Combs backs Dewhurst
Dewhurst's campaign staff said it's no surprise that Cruz has out-of-state supporters.
But they noted that this is a Texas race. And that's why Dewhurst touted a new endorsement Thursday -- from Texas Comptroller Susan Combs.
"Ted Cruz has relied on out of state support for his entire campaign, so it's no surprise they're rallying for him in the final days of the campaign," said Matt Hirsch, a Dewhurst spokesman.
"In contrast, David Dewhurst is campaigning with Texans and talking about issues that matter to voters here in the Lone Star State. While Ted Cruz would go to Washington and serve at the pleasure of the special interests supporting his campaign, David Dewhurst will go to Washington to serve the people of Texas," Hirsch said.
State Sen. Dan Patrick of Houston, who founded the Senate's Tea Party Caucus, threw his support behind Dewhurst Thursday because he considers the lieutenant governor "qualified based on the job he has done in Texas helping us pass the most conservative legislative package in the nation."
The winner of the GOP U.S. Senate race will face the winner of the Democratic Party's Senate race -- either former state Rep. Paul Sadler or Grady Yarbrough -- in November, to determine who will replace Hutchison in the Senate.
Today is the last day of early voting for Tuesday's election.
When this Senate race kicked into high gear last year, political analysts expected Dewhurst, the candidate with the most name recognition and most personal dollars to fund a campaign, to easily capture the Republican Party's nomination for the job. Cruz, a Houston lawyer, forced a runoff election and some recent polls show him ahead of Dewhurst.
Grassroots activists say the tides have turned since the May 29 primary, where Dewhurst picked up 44.6 percent of the vote in a nine-way GOP race, to Cruz's 34 percent.
Conservative blogger Michelle Malkin said this Senate race is critical for the country.
"This is about sending a message," she said. "Ted Cruz doesn't just talk the talk.
"He has fought for the conservative movement and he has fought for conservative principles. He lives it, he breaths it and he will help reinforce it."
Cruz told thousands of supporters in Dallas Thursday night that chief among changes he'd like to bring to Congress is repealing the nation's healthcare plan.
The fact that the Supreme Court didn't rule it illegal, he said, was "a tragic decision."
"As sad a day as that was for liberty, that was a shot heard round the world," he said. "That decision was like gasoline on a fire."
"That decision made clear that the fate of Obamacare isn't going to be decided in a court of law," he said. "It is going to be decided ... at the ballot box and by 'we the people.'"
Thursday's rally was one of several events in the three-day Restoring Love program hosted by conservative radio and TV host Glenn Beck.
Armey, who leads FreedomWorks, said a key to making change is backing presumptive GOP presidential nominee Mitt Romney.
"Gov. Romney can't get elected without us," he said. "We must understand we cannot afford to let him lose on his own.
"Even if we (dominate) the House and the Senate, don't underestimate the mischief a president can do on his own."

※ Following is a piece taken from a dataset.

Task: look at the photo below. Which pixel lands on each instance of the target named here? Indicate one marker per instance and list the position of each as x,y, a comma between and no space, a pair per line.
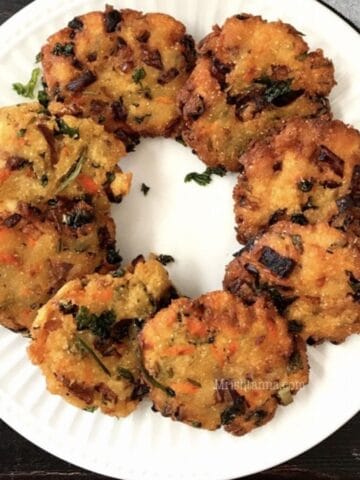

Burleson activist Maggie Wright was among the speakers who encouraged Texas voters to make it to the polls and voice their support for Cruz.
"I believe God had a hand in this election," she said. "If we had the election in March, David Dewhurst would be our senator."
Cruz didn't mention divine guidance, but he did say there is a "great awakening" is sweeping through the country.
"Millions of Texans, millions of Americans, are saying we are fed up with the same tired establishment incumbents," he said.
"... Give us new leaders who will stand and fight for liberty, who will defend the U.S. Constitution and who will stop spending money."